Appropriate statistics or indexes for this plan?
which already have nonclustered indexes:
dbo.tCreditOffersNomenclatureValues (NomenclatureParentID,CreditOfferID,NomenclatureID) INCLUDE (ID,Value) dbo.tCreditOffersNomenclatureValues (CreditOfferID,NomenclatureID) dbo.tCreditOffersNomenclature (NomenclatureParentID,CreditOfferID,NomenclatureID) INCLUDE (ID,ContactID) dbo.tCreditOffersNomenclature (CreditOfferID,NomenclatureID)
If I create following indexes the execution plan completely changes and "Nested Loops", "Lazy Spool" steps disappear, but I'm wondering is it possible to optimize this plan just with statistics without introducing new indexes with permuted columns:
dbo.tCreditOffersNomenclatureValues (CreditOfferID,NomenclatureID,NomenclatureParentID) INCLUDE (Value); dbo.tCreditOffersNomenclature (NomenclatureParentID,CreditOfferID, CDate DESC) INCLUDE (NomenclatureID,ContactID)
Any idea for appropriate statistics or other optimization trick?
This is also just an estimated plan, so I can't get a feel for how many of these estimates are anywhere near accurate.

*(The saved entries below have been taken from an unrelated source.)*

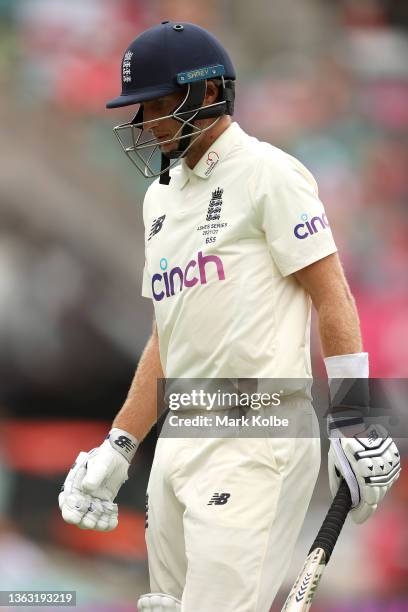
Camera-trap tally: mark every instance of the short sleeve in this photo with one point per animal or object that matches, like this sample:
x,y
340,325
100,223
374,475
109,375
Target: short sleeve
x,y
291,215
146,283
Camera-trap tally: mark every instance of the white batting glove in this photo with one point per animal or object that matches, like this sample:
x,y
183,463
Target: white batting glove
x,y
92,484
368,460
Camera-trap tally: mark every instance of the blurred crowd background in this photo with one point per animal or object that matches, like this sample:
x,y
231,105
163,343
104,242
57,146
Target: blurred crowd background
x,y
327,82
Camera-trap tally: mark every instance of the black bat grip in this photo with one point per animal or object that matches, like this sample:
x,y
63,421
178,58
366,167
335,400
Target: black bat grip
x,y
334,521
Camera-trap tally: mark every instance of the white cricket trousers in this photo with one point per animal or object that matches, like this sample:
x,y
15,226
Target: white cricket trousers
x,y
224,515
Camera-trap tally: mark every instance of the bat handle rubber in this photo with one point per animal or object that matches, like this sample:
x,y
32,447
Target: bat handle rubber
x,y
334,521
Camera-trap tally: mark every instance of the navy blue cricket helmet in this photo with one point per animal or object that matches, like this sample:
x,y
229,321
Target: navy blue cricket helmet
x,y
167,58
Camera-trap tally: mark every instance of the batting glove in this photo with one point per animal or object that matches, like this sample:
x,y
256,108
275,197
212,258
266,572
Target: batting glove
x,y
366,457
88,493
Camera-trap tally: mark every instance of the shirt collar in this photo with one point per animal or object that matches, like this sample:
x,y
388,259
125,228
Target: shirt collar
x,y
214,155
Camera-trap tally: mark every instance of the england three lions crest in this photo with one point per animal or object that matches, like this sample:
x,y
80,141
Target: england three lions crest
x,y
214,207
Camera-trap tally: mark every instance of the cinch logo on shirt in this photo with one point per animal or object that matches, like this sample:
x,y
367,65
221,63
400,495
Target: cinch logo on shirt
x,y
303,230
175,280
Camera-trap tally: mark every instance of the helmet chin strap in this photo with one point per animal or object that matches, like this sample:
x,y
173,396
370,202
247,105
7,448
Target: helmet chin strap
x,y
190,110
193,101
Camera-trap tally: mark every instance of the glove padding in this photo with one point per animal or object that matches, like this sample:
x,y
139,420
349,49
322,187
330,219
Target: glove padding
x,y
92,484
368,461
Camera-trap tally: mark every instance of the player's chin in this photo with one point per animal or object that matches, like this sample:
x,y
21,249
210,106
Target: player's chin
x,y
168,147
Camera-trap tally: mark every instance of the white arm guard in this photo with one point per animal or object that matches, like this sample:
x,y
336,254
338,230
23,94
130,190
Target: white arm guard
x,y
158,602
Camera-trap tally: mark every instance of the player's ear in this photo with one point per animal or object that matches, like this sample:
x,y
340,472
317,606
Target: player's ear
x,y
211,94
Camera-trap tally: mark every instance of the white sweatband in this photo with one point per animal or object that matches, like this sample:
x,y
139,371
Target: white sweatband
x,y
123,442
354,365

Are there really 128 trillion rows possible anywhere? Are your join conditions sensible or is it feasible that you have some unintended Cartesian products involved?

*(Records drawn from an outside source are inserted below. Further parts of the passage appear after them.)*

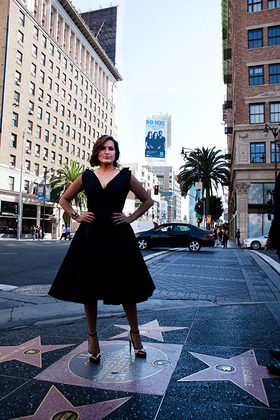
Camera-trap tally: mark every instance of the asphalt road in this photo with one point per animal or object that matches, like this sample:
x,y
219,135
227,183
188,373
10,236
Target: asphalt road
x,y
25,263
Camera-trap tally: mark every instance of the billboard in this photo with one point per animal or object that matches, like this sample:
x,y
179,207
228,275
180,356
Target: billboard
x,y
155,140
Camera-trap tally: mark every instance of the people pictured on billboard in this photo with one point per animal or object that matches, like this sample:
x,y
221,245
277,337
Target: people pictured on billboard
x,y
155,144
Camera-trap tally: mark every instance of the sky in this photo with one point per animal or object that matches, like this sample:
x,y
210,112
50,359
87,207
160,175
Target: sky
x,y
169,54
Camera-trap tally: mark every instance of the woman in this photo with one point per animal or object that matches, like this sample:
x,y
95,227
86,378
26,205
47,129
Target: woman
x,y
104,261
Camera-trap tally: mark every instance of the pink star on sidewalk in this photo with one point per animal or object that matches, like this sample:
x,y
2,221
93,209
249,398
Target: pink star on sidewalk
x,y
29,352
55,403
150,329
243,370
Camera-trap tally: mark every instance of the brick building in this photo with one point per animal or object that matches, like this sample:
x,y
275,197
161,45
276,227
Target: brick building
x,y
57,89
251,48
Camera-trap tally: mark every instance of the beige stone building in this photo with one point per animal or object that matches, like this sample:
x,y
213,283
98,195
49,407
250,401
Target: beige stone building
x,y
251,40
57,97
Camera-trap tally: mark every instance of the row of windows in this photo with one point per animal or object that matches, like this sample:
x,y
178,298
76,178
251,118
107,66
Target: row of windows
x,y
257,5
94,70
79,154
255,37
257,114
258,155
256,74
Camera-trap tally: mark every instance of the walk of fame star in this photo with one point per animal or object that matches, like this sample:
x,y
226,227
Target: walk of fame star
x,y
150,329
29,352
243,370
56,406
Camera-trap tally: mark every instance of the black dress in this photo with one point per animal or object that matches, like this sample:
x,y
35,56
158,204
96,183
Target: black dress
x,y
104,261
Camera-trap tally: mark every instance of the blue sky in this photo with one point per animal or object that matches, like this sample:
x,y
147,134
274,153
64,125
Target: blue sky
x,y
169,54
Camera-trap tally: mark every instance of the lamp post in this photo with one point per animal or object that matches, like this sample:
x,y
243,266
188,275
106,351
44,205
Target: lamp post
x,y
44,199
20,204
275,132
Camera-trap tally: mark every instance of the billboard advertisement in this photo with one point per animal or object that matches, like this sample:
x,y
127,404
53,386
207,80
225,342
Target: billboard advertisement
x,y
155,141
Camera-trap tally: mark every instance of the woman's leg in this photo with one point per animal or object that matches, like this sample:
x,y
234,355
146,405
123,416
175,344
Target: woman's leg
x,y
91,315
131,314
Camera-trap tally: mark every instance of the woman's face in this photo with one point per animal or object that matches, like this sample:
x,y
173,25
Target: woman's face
x,y
107,153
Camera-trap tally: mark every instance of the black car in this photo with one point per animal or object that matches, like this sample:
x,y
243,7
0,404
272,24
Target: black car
x,y
175,235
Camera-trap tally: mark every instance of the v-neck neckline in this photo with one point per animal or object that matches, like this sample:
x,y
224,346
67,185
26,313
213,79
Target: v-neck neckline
x,y
104,188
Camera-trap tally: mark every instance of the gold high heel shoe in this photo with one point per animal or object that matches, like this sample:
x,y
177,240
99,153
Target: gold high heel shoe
x,y
138,352
94,357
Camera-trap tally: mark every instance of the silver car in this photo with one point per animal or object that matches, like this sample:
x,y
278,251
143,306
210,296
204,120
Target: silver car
x,y
255,243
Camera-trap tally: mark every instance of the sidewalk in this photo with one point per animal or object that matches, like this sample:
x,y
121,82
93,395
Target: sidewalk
x,y
207,347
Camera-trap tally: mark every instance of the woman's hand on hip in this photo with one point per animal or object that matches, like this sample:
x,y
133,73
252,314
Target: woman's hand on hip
x,y
119,218
87,217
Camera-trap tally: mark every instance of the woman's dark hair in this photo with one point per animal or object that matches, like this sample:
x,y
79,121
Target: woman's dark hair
x,y
94,161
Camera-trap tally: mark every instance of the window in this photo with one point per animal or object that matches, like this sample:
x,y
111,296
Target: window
x,y
33,69
32,88
42,76
34,50
257,114
17,77
272,4
274,35
274,73
39,113
272,152
27,165
36,169
15,119
255,38
37,150
254,5
44,41
21,18
26,186
43,59
38,131
20,36
49,84
19,57
48,117
257,152
274,112
13,140
12,161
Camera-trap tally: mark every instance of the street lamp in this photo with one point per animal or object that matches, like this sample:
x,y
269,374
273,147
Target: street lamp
x,y
275,132
51,170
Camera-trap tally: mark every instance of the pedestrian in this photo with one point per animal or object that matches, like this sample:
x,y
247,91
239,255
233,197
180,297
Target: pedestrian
x,y
215,235
33,232
37,233
273,242
103,260
68,233
225,238
63,233
220,234
237,236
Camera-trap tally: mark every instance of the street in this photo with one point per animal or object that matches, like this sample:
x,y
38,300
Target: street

You definitely want to get rid of the two table spools (one is estimated to be executed 16 billion times!) and the two key lookups. But with the information I have available to me right now, I can't begin to suggest how to do that.
As Aaron noted, it's very hard to say on the basis of an estimated, anonymized plan alone, particularly where the plan is on the large side.

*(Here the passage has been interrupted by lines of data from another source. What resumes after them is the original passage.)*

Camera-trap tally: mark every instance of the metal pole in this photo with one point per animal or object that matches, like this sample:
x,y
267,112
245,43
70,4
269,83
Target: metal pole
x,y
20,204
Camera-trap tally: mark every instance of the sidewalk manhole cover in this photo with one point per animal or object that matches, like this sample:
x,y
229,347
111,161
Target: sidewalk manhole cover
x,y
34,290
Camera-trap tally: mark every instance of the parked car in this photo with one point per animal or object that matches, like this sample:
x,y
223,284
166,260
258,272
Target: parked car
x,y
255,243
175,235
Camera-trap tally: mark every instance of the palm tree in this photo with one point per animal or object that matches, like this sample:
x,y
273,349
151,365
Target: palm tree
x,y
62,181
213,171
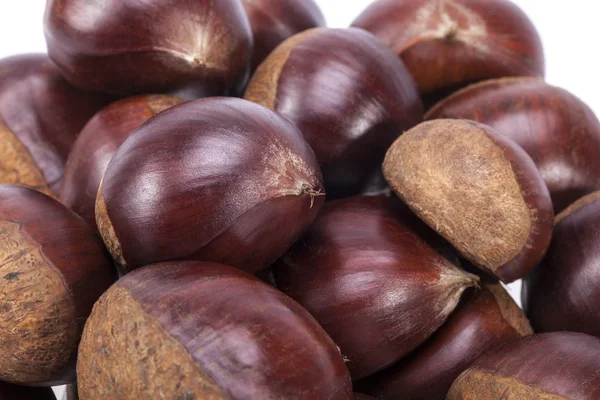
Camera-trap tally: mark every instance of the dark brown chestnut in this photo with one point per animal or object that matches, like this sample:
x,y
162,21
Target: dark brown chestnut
x,y
52,270
478,189
562,293
98,142
12,392
41,115
558,131
374,285
216,179
131,46
448,44
548,366
350,104
272,22
482,321
198,330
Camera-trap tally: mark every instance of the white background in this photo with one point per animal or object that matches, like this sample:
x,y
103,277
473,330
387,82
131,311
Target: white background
x,y
569,31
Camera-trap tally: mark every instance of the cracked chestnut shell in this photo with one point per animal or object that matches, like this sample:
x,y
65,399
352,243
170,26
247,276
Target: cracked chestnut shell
x,y
41,115
374,285
350,104
131,46
478,189
552,366
272,22
96,145
53,268
217,179
448,44
558,131
561,295
199,330
482,321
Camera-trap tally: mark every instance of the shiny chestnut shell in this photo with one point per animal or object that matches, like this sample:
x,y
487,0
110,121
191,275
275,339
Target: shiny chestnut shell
x,y
203,330
350,104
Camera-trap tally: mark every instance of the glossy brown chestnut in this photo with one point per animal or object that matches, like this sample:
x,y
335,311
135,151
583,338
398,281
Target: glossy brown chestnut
x,y
131,46
558,131
478,189
272,22
41,115
217,179
52,270
374,285
448,44
213,332
562,294
482,321
96,145
350,104
549,366
12,392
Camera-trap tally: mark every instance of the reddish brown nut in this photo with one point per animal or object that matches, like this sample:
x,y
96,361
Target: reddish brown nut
x,y
550,366
558,131
216,179
478,189
562,294
197,330
41,115
272,22
375,286
96,145
482,321
447,44
12,392
52,270
131,46
350,104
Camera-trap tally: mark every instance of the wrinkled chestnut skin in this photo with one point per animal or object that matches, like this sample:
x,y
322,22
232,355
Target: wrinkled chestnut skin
x,y
242,339
131,46
54,268
450,44
98,142
41,115
272,22
558,131
12,392
216,179
544,366
350,104
562,293
482,321
376,287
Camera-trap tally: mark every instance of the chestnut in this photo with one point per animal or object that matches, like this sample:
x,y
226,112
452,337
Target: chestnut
x,y
272,22
552,366
200,330
96,145
478,189
350,104
558,131
450,44
132,46
562,293
41,115
52,270
371,281
12,392
215,179
482,321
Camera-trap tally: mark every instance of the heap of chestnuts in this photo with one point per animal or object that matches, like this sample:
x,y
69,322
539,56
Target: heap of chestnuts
x,y
226,199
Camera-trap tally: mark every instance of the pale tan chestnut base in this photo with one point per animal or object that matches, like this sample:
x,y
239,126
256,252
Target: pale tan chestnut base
x,y
125,354
38,329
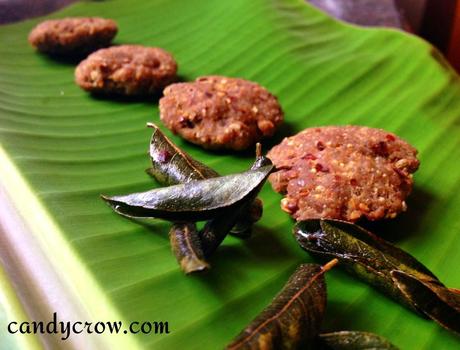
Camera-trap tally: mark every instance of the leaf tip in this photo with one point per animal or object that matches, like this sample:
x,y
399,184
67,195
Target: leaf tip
x,y
152,125
330,264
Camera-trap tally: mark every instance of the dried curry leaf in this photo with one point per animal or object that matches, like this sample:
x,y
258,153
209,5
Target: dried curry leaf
x,y
216,229
171,165
186,246
360,252
293,319
194,200
353,340
384,266
436,301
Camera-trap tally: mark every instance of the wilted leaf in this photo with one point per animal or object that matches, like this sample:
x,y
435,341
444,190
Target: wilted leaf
x,y
382,265
434,300
62,148
361,253
171,165
293,319
192,201
186,246
353,340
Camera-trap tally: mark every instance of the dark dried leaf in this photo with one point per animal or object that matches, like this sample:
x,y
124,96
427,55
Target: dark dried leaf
x,y
186,246
437,302
293,319
237,218
382,265
361,253
351,340
192,201
171,165
217,229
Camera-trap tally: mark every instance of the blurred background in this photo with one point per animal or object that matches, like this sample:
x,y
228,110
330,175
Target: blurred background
x,y
438,21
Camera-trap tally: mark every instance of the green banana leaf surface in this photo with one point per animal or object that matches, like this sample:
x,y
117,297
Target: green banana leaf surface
x,y
61,148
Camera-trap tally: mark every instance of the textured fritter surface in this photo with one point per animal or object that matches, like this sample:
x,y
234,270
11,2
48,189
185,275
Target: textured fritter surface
x,y
126,70
343,172
219,112
74,35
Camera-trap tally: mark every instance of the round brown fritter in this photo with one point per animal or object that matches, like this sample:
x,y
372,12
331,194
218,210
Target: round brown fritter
x,y
219,112
126,70
73,35
343,172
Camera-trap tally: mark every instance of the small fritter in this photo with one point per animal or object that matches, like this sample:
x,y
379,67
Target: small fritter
x,y
129,70
218,112
70,36
343,172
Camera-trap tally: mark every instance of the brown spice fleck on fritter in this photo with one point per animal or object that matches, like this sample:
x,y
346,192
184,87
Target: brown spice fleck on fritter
x,y
76,35
218,112
127,70
343,172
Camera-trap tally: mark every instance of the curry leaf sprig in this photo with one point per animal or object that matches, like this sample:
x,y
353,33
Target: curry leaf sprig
x,y
383,265
195,192
294,317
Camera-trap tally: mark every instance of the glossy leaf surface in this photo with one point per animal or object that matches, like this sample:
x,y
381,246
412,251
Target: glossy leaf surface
x,y
293,319
69,147
193,201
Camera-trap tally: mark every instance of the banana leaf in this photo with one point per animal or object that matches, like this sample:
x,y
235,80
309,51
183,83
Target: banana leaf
x,y
61,148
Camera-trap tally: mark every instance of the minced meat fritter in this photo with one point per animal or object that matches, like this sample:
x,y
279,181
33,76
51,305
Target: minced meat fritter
x,y
127,70
343,172
76,35
220,112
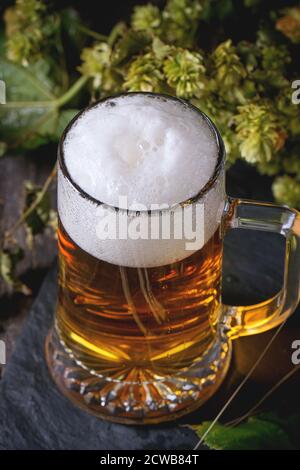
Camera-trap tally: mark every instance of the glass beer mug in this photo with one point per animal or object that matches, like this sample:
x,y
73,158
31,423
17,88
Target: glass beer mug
x,y
140,333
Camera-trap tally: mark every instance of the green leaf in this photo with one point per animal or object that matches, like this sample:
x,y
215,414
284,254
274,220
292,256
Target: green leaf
x,y
255,434
8,262
30,116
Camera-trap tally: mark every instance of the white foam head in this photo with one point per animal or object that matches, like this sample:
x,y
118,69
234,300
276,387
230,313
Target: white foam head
x,y
150,149
143,147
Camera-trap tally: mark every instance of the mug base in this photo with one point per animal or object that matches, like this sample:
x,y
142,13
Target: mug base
x,y
151,402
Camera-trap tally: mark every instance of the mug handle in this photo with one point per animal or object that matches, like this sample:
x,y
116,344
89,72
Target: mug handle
x,y
267,217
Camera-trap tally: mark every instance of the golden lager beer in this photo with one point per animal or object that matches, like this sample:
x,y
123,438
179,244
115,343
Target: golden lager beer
x,y
140,334
138,323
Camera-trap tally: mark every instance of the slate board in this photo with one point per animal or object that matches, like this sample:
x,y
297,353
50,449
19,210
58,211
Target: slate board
x,y
34,415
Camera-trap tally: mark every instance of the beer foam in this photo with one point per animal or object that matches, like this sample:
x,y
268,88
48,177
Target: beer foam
x,y
150,149
145,147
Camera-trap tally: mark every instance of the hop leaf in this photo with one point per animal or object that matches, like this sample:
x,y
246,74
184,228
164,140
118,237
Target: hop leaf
x,y
28,30
145,74
228,68
97,64
259,132
180,21
185,72
289,24
287,190
146,18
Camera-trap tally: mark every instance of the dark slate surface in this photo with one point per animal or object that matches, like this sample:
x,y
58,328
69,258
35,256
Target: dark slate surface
x,y
34,415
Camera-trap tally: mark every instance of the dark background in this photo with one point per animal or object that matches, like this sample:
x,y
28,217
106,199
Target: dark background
x,y
253,264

That said, from the general shape of things, it seems most of the effort is centred around finding the highest (or lowest) row from a grouping. There are two repeating patterns:
The above fragment is associated with row numbering and filtering for a particular row number (typically '1'). This is convenient to write, but the Segment & Sequence Project require a temporary end to parallelism, and all rows must be examined and numbered, not just the 'first' one we are interested in.
This second pattern hints at a similar task: joining to an aggregate derived from another table. The optimizer's decision to spool these subtrees is a side-effect of cost estimations that are highly unlikely to be accurate.
Rather than asking for very specific advice about the indexes and spools, I think you should be looking at ways to reduce the amount of work involved in locating the minmax rows. That would probably be a new question though, and would require details.